MACDONALD’s hopes for a “homogenous population.” With the 1885 electoral franchise act, Macdonald addressed the House of Commons and called on
mps to take away the voting rights from Canadians of Chinese origin. Macdonald was not alone in seeing the Chinese as a threat to the British character of Canada. Noah
SHAKESPEARE, a fellow Conservative
mp from Victoria, was particularly active in bringing anti-Chinese legislation to the floor of the House of Commons:
“Playing on the growing Sinophobia caused by the influx of Chinese work crews for the Canadian Pacific Railway, Shakespeare, a Conservative, successfully contested one of the two seats for Victoria in the federal election of June 1882. He continued as mayor until the end of his term and when the House of Commons was reconvened in February 1883 he took his seat. The following year he reached his political zenith when he tabled a motion in the commons for a law to prohibit Chinese immigration. It was made necessary, he claimed, by their unfair economic competition and their immorality. His motion was amended and became law in 1885 as the Chinese Immigration Act, introducing the infamous $50 head tax on each Chinese arrival and limiting the number of immigrants per vessel. It did not provide outright exclusion, but it was the culmination of Shakespeare's anti-Chinese activity. Later that year in Victoria he established the Labor Bureau, a union of white labourers to fight Chinese competition. In the 1887 election Shakespeare retained his federal seat, but he resigned it to accept an appointment on 1 Jan. 1888 as postmaster of Victoria, a reward for his loyalty to Conservative prime minister Sir John A. Macdonald*.”

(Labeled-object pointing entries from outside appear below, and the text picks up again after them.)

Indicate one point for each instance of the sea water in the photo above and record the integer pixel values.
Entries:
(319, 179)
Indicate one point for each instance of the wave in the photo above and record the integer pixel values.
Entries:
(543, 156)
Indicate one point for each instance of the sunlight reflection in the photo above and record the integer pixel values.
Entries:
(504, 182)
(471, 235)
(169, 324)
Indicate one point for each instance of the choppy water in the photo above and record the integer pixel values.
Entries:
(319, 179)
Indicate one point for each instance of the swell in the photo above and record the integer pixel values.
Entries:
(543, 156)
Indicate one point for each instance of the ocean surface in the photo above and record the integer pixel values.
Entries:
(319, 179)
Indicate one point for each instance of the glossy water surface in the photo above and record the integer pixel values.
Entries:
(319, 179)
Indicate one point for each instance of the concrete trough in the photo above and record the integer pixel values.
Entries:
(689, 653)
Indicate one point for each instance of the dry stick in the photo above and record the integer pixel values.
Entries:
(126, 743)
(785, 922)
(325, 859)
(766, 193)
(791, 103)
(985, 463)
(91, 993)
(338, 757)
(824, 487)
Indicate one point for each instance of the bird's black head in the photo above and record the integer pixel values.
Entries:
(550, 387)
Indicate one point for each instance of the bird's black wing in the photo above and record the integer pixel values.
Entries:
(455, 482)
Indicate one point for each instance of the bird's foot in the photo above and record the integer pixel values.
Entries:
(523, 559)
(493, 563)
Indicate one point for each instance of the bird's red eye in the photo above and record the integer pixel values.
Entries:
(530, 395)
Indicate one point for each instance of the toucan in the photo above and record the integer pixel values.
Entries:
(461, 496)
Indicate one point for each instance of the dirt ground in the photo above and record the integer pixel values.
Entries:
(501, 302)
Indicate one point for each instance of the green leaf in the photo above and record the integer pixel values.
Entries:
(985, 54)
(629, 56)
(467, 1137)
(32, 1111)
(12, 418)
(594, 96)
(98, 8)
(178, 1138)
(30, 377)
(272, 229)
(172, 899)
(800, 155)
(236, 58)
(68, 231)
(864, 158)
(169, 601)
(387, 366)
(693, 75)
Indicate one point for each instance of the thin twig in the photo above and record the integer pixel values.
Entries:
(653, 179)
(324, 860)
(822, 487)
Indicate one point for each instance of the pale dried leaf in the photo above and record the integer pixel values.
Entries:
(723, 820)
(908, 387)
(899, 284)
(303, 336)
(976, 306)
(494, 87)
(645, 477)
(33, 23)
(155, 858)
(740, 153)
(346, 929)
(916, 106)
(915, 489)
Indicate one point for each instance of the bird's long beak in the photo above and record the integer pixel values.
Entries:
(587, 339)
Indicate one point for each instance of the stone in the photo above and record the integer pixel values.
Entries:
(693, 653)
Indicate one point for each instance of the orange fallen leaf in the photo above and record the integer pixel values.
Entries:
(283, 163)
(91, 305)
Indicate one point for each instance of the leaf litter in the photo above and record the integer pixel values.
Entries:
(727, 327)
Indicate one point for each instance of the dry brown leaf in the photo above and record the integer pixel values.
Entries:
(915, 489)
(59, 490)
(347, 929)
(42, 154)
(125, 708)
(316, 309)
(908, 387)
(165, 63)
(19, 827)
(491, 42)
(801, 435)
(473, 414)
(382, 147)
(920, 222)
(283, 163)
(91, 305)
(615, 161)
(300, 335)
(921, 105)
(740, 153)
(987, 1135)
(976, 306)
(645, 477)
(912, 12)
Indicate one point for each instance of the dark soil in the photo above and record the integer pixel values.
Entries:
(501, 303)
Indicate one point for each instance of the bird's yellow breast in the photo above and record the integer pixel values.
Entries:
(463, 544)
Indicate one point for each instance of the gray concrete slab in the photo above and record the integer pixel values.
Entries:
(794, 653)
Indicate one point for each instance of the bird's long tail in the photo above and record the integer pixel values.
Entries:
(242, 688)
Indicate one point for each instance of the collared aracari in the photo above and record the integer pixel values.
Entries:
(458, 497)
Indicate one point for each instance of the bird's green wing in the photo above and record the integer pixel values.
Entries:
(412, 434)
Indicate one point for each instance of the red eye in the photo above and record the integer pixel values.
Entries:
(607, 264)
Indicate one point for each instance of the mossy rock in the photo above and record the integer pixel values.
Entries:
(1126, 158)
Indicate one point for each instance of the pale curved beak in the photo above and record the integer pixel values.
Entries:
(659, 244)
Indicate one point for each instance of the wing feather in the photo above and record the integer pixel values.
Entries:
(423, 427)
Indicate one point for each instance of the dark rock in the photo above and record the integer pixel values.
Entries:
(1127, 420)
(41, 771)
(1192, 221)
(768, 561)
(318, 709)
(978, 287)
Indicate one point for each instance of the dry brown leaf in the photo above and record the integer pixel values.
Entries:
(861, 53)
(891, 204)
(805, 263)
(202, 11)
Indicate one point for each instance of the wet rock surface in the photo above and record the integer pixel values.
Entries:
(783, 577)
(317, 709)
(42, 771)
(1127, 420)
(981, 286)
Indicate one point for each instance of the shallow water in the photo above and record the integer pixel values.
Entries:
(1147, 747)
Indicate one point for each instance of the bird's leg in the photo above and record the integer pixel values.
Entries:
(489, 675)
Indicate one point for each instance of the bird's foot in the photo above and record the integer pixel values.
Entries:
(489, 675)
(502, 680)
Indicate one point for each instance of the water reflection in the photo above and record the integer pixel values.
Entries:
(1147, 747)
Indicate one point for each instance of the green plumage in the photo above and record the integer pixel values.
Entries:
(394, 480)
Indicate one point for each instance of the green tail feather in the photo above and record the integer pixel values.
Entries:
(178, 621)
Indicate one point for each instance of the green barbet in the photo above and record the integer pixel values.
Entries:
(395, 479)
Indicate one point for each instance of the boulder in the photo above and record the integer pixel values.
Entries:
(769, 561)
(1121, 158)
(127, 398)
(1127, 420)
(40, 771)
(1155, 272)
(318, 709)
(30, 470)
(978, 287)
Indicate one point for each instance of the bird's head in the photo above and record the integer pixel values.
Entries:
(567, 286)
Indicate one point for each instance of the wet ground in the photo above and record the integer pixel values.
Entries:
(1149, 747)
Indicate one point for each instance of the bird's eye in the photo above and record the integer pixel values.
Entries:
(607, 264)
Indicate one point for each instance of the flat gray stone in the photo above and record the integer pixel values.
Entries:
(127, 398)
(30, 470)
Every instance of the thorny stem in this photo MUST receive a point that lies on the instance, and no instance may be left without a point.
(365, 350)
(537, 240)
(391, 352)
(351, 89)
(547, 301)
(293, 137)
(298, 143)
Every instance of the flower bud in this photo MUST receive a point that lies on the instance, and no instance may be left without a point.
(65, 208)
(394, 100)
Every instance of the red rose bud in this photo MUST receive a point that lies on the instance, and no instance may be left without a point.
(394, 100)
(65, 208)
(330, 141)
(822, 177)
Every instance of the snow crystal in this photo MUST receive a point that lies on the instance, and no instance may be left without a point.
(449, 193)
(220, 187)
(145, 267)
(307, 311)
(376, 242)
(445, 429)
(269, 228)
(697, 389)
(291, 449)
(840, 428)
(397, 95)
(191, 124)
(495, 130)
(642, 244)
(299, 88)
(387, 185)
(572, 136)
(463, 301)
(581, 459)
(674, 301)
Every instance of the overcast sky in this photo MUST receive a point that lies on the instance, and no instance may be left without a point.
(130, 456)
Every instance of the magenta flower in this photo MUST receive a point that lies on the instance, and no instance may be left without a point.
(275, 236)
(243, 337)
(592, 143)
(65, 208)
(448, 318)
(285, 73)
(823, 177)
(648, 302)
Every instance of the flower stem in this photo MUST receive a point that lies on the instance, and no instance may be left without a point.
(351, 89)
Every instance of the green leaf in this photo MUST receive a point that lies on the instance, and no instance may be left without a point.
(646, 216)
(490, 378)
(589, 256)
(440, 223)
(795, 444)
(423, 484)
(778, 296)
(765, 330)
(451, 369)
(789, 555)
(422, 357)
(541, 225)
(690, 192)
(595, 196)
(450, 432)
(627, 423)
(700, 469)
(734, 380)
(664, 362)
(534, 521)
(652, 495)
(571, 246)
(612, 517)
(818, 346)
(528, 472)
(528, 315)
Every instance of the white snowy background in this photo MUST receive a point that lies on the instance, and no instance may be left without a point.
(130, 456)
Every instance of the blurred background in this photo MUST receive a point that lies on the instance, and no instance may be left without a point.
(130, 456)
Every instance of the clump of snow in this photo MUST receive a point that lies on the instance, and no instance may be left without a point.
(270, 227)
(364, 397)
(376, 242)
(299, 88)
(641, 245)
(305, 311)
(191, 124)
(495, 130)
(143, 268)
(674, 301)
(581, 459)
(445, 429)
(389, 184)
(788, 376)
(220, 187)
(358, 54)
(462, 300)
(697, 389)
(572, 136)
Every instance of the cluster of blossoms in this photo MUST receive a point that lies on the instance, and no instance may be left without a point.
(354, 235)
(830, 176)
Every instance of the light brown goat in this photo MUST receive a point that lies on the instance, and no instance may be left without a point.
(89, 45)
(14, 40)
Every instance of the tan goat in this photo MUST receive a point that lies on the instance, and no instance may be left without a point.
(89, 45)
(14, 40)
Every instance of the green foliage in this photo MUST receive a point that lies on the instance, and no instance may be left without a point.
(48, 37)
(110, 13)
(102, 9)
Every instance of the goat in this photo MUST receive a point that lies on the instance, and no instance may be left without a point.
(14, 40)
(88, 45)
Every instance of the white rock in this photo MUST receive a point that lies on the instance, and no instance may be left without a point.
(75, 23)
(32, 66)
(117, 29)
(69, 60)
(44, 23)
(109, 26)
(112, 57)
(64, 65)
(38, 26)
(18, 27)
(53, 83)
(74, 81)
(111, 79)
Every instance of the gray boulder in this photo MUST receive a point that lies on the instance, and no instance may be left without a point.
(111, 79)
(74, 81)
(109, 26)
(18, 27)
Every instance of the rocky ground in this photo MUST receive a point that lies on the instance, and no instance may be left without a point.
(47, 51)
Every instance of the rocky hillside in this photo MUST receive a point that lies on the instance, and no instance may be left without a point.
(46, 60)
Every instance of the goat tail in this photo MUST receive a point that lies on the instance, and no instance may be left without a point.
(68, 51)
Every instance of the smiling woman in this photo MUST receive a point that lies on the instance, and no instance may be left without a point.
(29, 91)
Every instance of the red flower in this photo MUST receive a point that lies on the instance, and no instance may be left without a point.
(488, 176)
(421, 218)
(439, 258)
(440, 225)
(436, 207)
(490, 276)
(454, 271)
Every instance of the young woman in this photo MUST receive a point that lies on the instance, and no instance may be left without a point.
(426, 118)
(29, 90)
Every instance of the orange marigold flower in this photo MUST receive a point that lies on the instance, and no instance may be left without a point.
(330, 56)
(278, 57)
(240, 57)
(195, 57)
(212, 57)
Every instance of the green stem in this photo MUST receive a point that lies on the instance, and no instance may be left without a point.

Shakespeare’s views were shared by many, including Amor
DE COSMOS, another
mp from British Columbia:
“The issue of race also demanded increased attention from De Cosmos in the final years of his public career. His views on native Indians and Chinese immigrants always reflected settlers’ values and stereotypes. In the 1880s he spoke of both Indians and Chinese as ‘inferior’ peoples; it had been particularly in the early years of the gold-rush, when Indians roamed the streets of Victoria, that he thought them so. He portrayed Indians as ‘irrational’ yet generally susceptible of ‘improvement’ and ‘redemption’ if removed from the worst influences of whites and trained in ‘civilized’ occupations, especially agriculture. Chinese immigrants, while less degraded, represented a more fundamental threat because they ‘did not assimilate.’… Concessions of land to Indians were over-generous, De Cosmos argued, blocking legitimate white settlement. In addition, he now opposed recognition of Indian title to land, which he had previously supported, and urged that Indians no longer be treated as ‘a privileged class.’ The Indian should be taught ‘to earn his living the same as a white man.’ Anti-Chinese feeling increased most noticeably among Victoria’s growing white working class, who felt that Chinese labourers competed unfairly with white workers.”